The health of the global economy appears to be starting to give mixed signals if last week’s price action is anything to go by, with crude oil prices rising sharply in anticipation of a rise in global demand with Brent prices hitting a five month high.
Copper prices on the other hand, a long standing bellwether of how well the global economy is doing, dropped sharply for the second week in succession after hitting a three year high earlier this month. Part of this may well have had something to do with the fact that the latest economic data from China was quite a bit weaker than expected for August, as the recent rise in the Chinese currency starts to impact on the country’s economic performance.
Despite this European equity markets performed fairly well last week, hitting six week highs, while US equities also hit new record highs, though the FTSE100 underperformed as a result of a stronger pound, and a slide in base metals prices.
Having seen the Bank of England surprise the markets by suggesting that we could well see last year’s emergency rate cut reversed by the end of this year, attention this week is set to turn towards the Bank of Japan as well as the US Federal Reserve, and in particular on how US policymakers will alter their rate rise path projections for the remainder of this year and into next year.
Last week’s performance in bond markets appears to suggest that investors are starting to price in the prospect for some form of additional central bank tightening in the coming months, with yields in German bunds, UK gilts and US treasuries all rising sharply, with UK gilt prices suffering their worst weekly performance this year.
This is a little surprising particularly where the US is concerned given that the path of recent US economic data hasn’t been that great and last week US retail sales showed that the US consumer didn’t release the purse strings anywhere near as much as had originally been thought in June and July. The previous month’s numbers were revised lower, while the August numbers also came in lower than expected. While some of that might have been to do with hurricane Harvey, the prospect of an improvement in the coming months given the damage caused by hurricane Irma seems limited.

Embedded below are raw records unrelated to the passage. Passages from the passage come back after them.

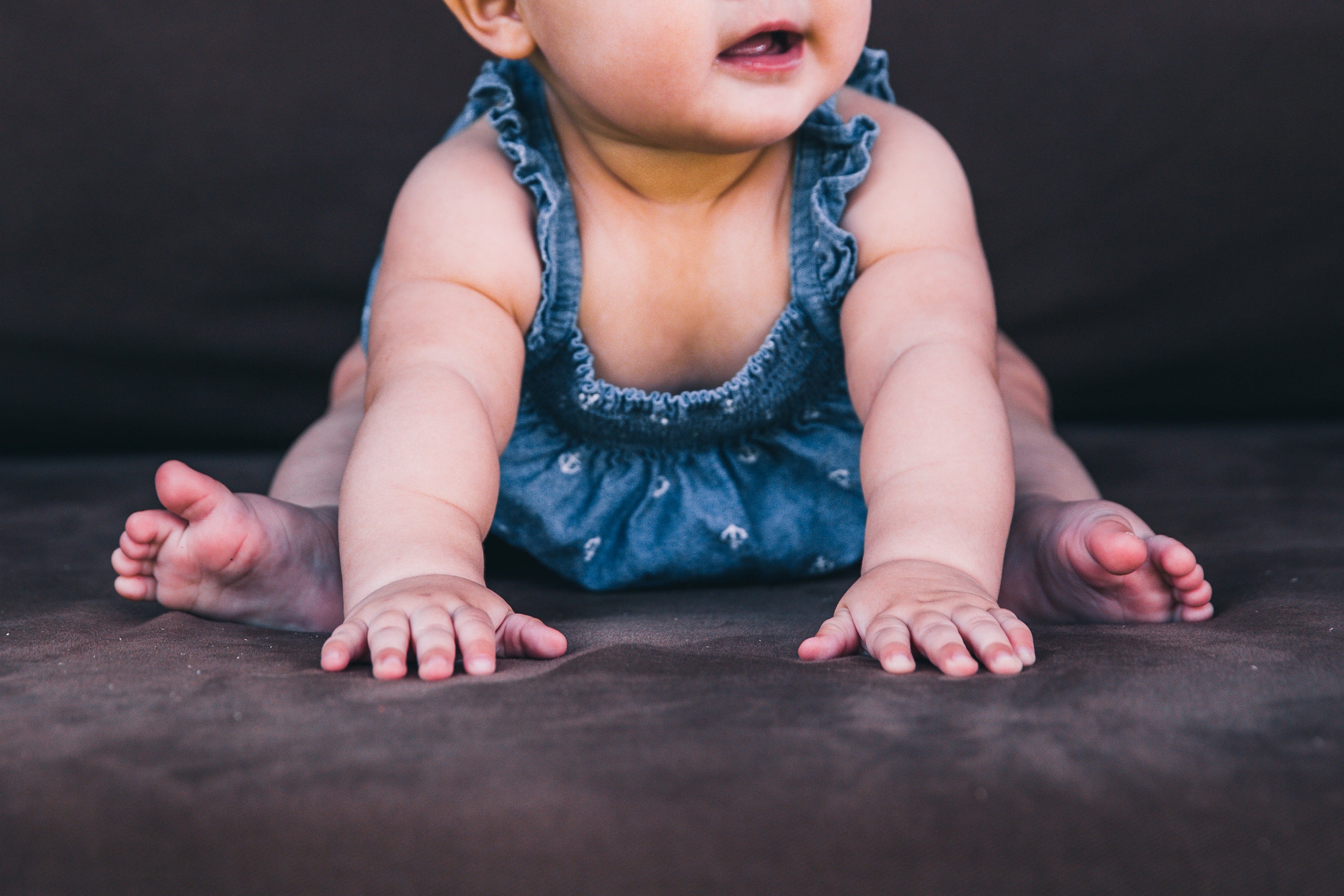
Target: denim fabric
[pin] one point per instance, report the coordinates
(757, 479)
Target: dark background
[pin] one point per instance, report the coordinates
(193, 194)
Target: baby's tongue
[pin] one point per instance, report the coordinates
(754, 46)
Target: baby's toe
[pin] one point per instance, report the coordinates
(1173, 558)
(128, 566)
(1196, 597)
(1191, 581)
(1195, 614)
(1113, 545)
(139, 587)
(147, 531)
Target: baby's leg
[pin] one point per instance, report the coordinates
(249, 558)
(1073, 557)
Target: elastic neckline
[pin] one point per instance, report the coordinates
(831, 158)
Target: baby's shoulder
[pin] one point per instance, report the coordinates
(463, 218)
(916, 193)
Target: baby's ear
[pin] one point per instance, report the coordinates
(496, 26)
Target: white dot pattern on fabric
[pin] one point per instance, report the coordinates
(734, 535)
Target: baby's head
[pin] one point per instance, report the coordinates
(705, 75)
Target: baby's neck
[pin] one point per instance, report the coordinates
(597, 154)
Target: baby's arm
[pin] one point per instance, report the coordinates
(936, 464)
(445, 366)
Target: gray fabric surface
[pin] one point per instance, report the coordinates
(682, 746)
(195, 193)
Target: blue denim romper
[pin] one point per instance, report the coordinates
(757, 479)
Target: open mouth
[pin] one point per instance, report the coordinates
(767, 50)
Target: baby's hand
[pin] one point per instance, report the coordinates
(439, 614)
(934, 606)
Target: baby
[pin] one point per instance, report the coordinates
(682, 297)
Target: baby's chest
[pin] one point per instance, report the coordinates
(672, 309)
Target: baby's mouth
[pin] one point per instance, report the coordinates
(767, 50)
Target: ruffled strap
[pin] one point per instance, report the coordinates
(834, 158)
(873, 75)
(512, 96)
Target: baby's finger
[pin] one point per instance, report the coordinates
(1018, 634)
(346, 644)
(389, 637)
(436, 650)
(836, 637)
(988, 640)
(934, 634)
(476, 639)
(888, 640)
(522, 636)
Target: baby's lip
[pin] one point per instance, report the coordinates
(773, 46)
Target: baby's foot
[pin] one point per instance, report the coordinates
(243, 558)
(1097, 562)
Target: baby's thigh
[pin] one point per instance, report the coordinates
(348, 377)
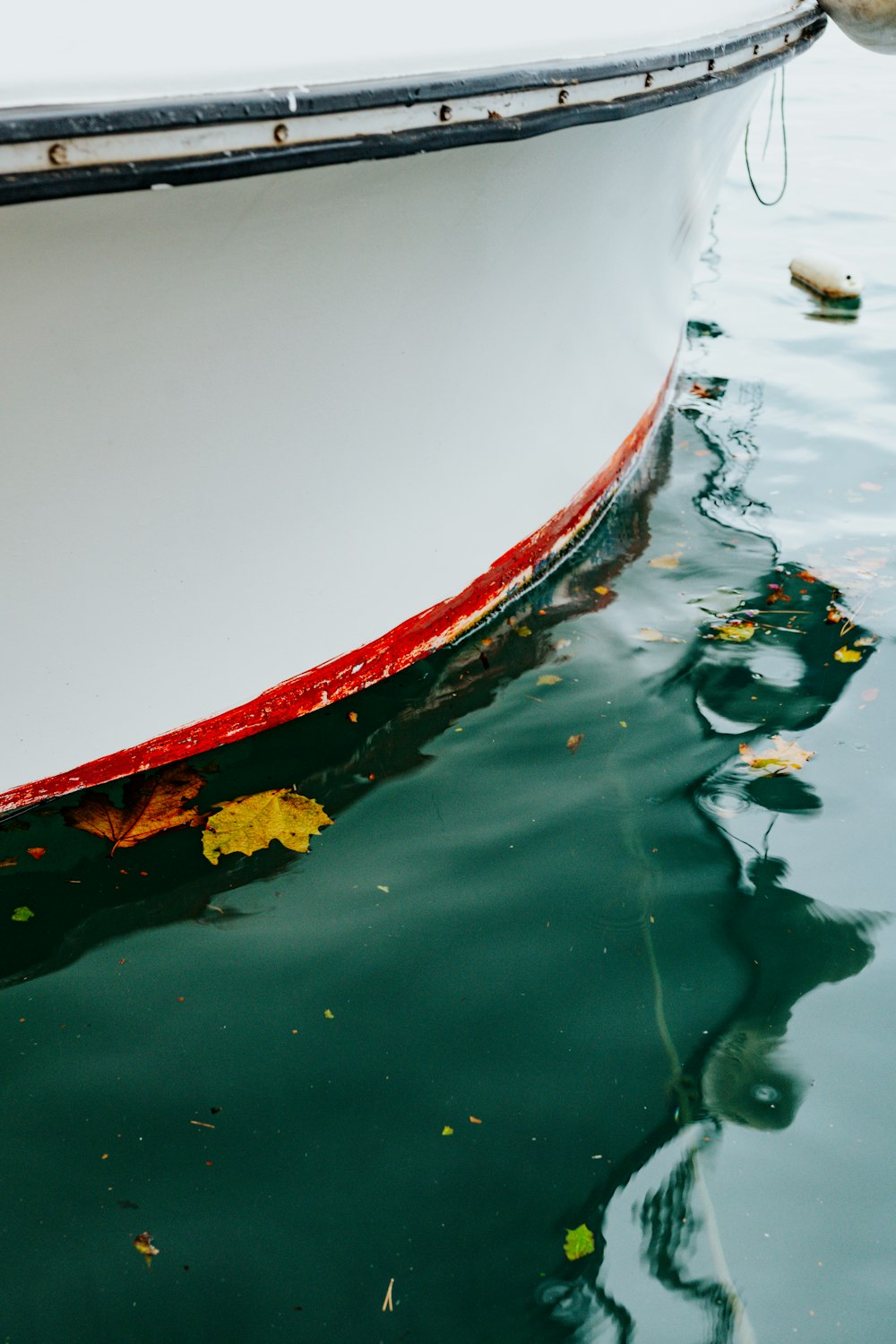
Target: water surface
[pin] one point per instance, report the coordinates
(648, 988)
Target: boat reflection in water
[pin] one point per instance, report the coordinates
(686, 949)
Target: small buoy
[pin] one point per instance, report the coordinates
(826, 276)
(871, 23)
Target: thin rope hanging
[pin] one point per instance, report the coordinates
(783, 139)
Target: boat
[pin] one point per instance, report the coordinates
(324, 338)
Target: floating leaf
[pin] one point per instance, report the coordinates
(788, 755)
(151, 804)
(579, 1242)
(250, 823)
(144, 1245)
(737, 632)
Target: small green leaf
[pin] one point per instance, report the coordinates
(579, 1242)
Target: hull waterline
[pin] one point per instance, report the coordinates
(271, 440)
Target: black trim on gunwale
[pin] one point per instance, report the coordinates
(58, 124)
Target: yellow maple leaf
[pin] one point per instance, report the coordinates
(250, 823)
(788, 755)
(579, 1241)
(151, 804)
(737, 632)
(144, 1245)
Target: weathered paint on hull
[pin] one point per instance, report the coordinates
(250, 426)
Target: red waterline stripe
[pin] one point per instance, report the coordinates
(406, 644)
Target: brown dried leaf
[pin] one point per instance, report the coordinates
(151, 804)
(144, 1245)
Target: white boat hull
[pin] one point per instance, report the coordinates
(306, 427)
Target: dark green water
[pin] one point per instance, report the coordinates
(659, 980)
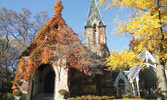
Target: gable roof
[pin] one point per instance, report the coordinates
(147, 58)
(94, 13)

The weakness of these numbers is doubly puzzling given that US consumer confidence is at multi year highs, and suggests that even if some Fed members were considering the idea of a rate rise by the end of the year, the window for that is likely to be fairly limited given that the disruption caused by the two Atlantic storms is likely to skew the data for quite some time, thus giving a distinctly cloudy picture of how the US economy is performing.
Despite the weakness in these numbers US markets had another record breaking week with the S&P500 closing at another record high above 2,500, while the Dow Jones had its best week this year. The US dollar index on the other hand slipped back towards the lows seen earlier this month, as speculation shifted again about the prospects as to whether we’ll see another US rate rise this year.

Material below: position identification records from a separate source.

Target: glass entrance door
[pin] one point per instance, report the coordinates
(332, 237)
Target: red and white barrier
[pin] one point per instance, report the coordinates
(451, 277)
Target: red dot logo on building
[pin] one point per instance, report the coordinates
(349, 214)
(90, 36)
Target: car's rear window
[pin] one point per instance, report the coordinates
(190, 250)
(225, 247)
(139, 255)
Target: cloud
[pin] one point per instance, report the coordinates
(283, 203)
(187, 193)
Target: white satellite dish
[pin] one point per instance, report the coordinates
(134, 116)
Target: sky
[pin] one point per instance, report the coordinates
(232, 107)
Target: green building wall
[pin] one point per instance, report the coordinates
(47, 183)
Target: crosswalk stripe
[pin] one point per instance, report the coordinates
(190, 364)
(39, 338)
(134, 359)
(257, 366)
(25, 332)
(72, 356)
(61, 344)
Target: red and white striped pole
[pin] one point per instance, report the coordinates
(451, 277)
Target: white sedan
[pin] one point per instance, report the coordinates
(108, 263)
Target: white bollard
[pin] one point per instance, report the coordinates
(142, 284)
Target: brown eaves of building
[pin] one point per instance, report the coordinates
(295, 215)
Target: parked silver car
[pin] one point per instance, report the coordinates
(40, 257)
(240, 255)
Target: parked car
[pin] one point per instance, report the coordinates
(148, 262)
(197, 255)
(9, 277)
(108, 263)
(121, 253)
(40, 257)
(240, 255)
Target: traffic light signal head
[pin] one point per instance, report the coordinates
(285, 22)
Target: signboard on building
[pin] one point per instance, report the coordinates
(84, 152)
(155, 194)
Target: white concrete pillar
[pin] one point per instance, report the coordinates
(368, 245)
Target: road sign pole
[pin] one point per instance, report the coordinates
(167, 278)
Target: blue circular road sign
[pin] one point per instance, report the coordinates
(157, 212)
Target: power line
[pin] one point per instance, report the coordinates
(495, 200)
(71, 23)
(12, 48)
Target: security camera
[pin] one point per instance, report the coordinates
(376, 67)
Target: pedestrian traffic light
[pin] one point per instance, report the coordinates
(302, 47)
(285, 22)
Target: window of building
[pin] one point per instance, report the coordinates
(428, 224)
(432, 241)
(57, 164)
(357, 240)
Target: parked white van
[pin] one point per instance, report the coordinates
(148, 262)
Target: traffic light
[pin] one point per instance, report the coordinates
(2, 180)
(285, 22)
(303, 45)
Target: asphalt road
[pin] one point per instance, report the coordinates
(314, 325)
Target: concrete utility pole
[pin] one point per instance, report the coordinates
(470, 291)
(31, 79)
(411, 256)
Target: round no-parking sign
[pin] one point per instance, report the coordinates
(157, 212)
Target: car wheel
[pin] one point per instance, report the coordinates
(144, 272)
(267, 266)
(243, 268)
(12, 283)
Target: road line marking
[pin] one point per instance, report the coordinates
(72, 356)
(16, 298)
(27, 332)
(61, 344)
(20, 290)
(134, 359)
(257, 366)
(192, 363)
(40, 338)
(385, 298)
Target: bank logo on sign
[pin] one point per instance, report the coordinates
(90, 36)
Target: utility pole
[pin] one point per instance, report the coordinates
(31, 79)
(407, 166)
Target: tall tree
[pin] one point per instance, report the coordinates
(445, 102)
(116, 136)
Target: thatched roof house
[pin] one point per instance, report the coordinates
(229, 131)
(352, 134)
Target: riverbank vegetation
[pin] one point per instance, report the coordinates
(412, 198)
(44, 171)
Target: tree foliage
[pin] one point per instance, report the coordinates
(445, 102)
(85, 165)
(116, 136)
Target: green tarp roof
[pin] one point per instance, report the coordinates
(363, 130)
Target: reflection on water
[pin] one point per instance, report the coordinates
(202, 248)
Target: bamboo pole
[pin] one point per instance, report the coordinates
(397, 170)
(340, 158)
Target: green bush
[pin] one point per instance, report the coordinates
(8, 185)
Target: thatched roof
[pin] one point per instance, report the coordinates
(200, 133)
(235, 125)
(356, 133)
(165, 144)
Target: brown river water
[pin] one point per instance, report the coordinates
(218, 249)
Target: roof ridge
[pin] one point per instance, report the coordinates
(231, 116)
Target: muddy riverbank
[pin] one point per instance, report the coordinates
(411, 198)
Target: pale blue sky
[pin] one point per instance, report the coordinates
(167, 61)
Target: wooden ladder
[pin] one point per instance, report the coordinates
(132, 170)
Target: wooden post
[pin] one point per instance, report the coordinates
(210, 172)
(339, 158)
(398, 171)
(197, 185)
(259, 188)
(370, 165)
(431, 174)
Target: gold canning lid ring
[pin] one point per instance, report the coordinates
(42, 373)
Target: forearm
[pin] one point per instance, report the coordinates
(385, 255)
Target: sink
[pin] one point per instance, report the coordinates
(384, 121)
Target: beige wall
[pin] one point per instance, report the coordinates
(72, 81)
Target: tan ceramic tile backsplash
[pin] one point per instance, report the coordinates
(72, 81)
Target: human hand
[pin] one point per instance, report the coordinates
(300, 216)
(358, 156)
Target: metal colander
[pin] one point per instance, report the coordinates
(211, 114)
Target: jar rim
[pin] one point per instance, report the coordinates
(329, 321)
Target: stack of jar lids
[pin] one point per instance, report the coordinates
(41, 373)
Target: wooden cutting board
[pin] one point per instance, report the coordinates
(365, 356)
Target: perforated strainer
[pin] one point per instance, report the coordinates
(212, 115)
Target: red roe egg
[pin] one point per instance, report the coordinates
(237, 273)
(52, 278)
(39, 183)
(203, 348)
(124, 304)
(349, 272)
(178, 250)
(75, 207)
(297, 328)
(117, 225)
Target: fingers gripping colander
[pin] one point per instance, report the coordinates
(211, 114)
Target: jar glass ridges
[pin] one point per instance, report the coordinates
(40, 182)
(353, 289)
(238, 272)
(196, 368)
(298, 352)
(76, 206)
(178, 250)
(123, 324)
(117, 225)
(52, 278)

It wasn’t such a good week for the FTSE100 closing at its lowest level since April as the rebound in the pound against the US dollar, as well as a slide in the copper price clobbered it below its long term support at 7,300, and its worst weekly performance in five weeks.
Tensions with North Korea are likely to remain a distraction, however markets appear to be becoming desensitised to them at this time, and short of shots being fired, these tensions are likely to have fairly short term and short lived effects, which helps explain the positive start to the week for Asia shares this morning which in turn is likely to lead to a positive start to this week’s European trading session.
EURUSD – while we hold above the 1.1820 area the upside momentum remains intact with resistance at the 1.2000 area, however a break below 1.1800 opens up the 1.1600 area. For now the larger resistance remains at the 1.2170 level which is the 50% retracement of the 1.3995/1.0340 down move.
GBPUSD – last week’s break above the 1.3320/30 level, has seen the pound test the 1.3620 level and break above the 100 week MA at 1.3400. This weekly close shifts the bias for a potential move to the 1.4000 area. Support now comes in at the 1.3400 area as well as the 1.3320 area.
EURGBP – last week we saw the euro slide sharply below the 100 day MA at 0.8845 to trade down as low as the 0.8774 area. This opens up a move towards the 200 day MA at 0.8700 in the medium term. We now have resistance back at the 0.8850 area as well as the 0.8980 area, which renders the prospect of parity a diminishing prospect for the moment.
USDJPY – we’ve seen the US dollar push up through the 111.00 area which suggests we could see a test of the 112.40 area, however we also have resistance at 111.60. We now have support back down near the 109.80 area.